Can you clarify whether the additional 1305 awards will be competitive? Are both basic and enhanced states eligible?

We will be looking at awarding enhanced funding to the current basic states on the approved but unfunded list as well as at providing additional funds to the 32 current enhanced awardees. That information will be forthcoming very soon.

Do we need to identify our key milestones in the work plan table?

Yes. Please provide specific, major Activities aligned with the strategies in the FOA logic model that are expected to lead to accomplishment of the respective Performance Measures. The Activities should have an anticipated Completion Date (see example work plan template, page 32) to make these time-phased.

Are sub-accounts needed for the two components?

We will provide this information post-award.

In terms of documentation that sub-awardees are spending the money in the disease-specific categories, will there be multiple notices of grant award?

There will be one notice of award.

Will sub-awardees be expected to do time-keeping or would states manage that via work plans?

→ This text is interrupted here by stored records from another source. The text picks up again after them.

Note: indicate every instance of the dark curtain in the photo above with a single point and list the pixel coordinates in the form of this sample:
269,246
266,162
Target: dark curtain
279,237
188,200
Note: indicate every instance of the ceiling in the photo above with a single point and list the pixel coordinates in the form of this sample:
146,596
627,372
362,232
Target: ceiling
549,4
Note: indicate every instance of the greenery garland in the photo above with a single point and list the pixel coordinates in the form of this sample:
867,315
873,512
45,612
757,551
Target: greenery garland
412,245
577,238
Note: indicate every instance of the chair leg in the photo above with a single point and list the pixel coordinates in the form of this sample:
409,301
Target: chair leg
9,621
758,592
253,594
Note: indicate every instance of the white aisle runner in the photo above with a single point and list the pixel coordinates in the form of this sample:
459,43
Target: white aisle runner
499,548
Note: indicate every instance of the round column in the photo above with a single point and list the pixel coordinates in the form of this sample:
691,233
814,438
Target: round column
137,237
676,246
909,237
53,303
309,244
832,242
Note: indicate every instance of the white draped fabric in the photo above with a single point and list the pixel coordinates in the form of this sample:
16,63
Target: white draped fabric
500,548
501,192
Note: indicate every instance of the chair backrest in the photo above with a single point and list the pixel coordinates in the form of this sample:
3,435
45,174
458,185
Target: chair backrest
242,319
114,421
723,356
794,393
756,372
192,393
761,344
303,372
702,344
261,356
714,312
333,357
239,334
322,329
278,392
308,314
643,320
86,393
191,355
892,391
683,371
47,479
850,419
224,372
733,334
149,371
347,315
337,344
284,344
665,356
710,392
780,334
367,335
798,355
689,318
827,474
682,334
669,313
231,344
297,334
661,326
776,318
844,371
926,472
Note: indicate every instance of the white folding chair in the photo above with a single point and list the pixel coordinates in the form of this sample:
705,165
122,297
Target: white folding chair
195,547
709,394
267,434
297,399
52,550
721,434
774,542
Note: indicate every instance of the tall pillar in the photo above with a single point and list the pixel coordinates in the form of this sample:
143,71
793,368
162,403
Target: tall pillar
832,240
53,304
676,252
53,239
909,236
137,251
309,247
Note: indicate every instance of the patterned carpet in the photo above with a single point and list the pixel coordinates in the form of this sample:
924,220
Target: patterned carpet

Sub-awardees will not be required to do time-keeping. The state could manage this process by primarily relying on the sub-awardee work plans.

Can this FOA support staff?

Yes.

It is very unlikely that our state will be able to hire new staff, so could existing employees reduce their level of effort, FTE-wise, toward 1305 and then also work on this grant?

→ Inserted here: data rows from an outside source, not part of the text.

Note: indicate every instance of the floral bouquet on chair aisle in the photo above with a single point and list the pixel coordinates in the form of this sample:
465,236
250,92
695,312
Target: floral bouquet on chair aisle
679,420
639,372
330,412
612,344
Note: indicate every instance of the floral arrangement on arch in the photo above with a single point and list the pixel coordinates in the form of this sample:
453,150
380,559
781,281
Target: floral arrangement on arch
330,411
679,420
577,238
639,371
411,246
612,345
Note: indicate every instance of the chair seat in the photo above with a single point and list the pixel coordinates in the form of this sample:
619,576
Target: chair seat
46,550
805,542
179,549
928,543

In order to do this, a state would have to inform PGO of requested changes to key personnel and work with their 1305 Project Officer to renegotiate the percentage of time staff are spending on the 1305 grant. The state would need to be able to show their Project Officer how they will continue to meet the requirements of 1305 with a reduced staffing level.

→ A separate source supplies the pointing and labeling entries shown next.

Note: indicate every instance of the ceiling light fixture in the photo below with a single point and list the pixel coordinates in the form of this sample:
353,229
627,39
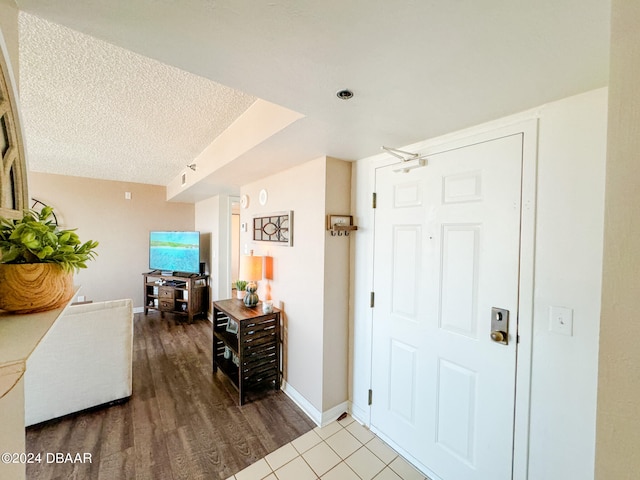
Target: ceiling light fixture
344,94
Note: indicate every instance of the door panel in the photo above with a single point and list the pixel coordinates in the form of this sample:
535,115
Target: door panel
447,250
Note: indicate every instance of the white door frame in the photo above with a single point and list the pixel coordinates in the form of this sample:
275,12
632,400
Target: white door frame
528,125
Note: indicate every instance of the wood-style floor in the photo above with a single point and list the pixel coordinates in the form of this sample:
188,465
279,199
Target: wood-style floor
182,421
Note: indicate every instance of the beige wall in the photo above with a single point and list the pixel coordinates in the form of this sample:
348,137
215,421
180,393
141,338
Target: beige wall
9,27
568,268
98,209
336,287
310,278
618,427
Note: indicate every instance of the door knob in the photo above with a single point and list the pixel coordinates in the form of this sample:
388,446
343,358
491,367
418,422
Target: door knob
498,336
500,325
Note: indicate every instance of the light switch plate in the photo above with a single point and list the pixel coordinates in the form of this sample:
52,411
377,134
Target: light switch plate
561,320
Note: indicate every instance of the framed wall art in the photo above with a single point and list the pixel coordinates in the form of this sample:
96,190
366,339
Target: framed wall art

What are the lobbying restrictions concerning this grant? Can a 501(c)(3) organization conduct lobbying activities and apply for a grant?

Federal funds cannot be used for lobbying. Successful applicants must comply with the requirements set out in Section 503, Division F, Title V, FY12 Consolidated Appropriations Act and Additional Requirement (AR) 12, which is CDC policy as well as a term and condition of the FOA with respect to lobbying restrictions placed on award recipients.

In addition, please note that grantee activities are not restricted under Section 503 if the grantee is using funding sources other than Federal appropriations to engage in those activities. At the same time, grantee activities may be limited by state law or other applicable restrictions, such as provisions in the Internal Revenue Code. Grantees may wish to consult their tax and/or accounting advisors for assistance.